DBMS_STATS (10G to 11G)

posted Sep 24, 2010, 8:59 AM by Sachchida Ojha
Starting with Oracle Database 11g DBMS_STATS uses a new hash based algorithm when using AUTO_SAMPLE_SIZE for ESTIMATE_PERCENT. Prior to Oracle Database 11g, dbms_stats uses a row sampling based algorithm. The new approximate number of distinct value method provide an efficient and accurate method for gathering number of distinct values and other statistics for columns using a hash based algorithm. The approximate NDV technique is used when you invoke a procedure from DBMS_STATS with ESTIMATE_PERCENT gathering option set to AUTO_SAMPLE_SIZE, which is the default value. The row sampling based algorithm will be used for collection of number of distinct values if you specify any value other than AUTO_SAMPLE_SIZE. This preserves the old behavior when you specify sampling percentage. The use of AUTO_SAMPLE_SIZE results in more accurate statistics comparable to that of estimate_percent set to 100, but taking less time as compared to used by dbms_stats when estimate_percent set to 100. There are new features in dbms_stats, using those could also change the statistics gathered by dbms_stats and hence the query plans of a sql may change as compared to earlier versions.

These features are:

    * Multicolumn Statistics
    * Expression Statistics
    * Statistics on views
    * Statistic Preferences

New options are also available in Oracle Database 11g for Statistic Preferences in dbms_stats which where not present in earlier versions.

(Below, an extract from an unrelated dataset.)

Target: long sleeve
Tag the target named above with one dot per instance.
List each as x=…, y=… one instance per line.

For more details on these features, see the Oracle Database documentation set.

Comparing Statistics

When it comes to deploying a new application or application module it is standard practice to test and tune the application in a test environment before it is moved to production. However, even with testing it's possible that SQL statements in the application will have different execution plans in production then they did on the test system. One of the key reasons an execution plan can differ from one system to another (from test and production) is because the optimizer statistics on each system are different. In Oracle Database 11g, the DIFF_TABLE_STATS_* function can be used to compare statistics for a table from two different sources. The statistics can be from:

    * A user statistics table and current statistics in the dictionary
    * A single user statistics table containing two sets of statistics that can be identified using statids
    * Two different user statistics tables
    * Two points in history

The function also compares the statistics of the dependent objects (indexes, columns, partitions). The function displays statistics for the object(s) from both sources if the difference between the statistics exceeds a certain threshold (%). The threshold can be specified as an argument to the function; the default value is 10%. The statistics corresponding to the first source are used as the basis for computing the differential percentage.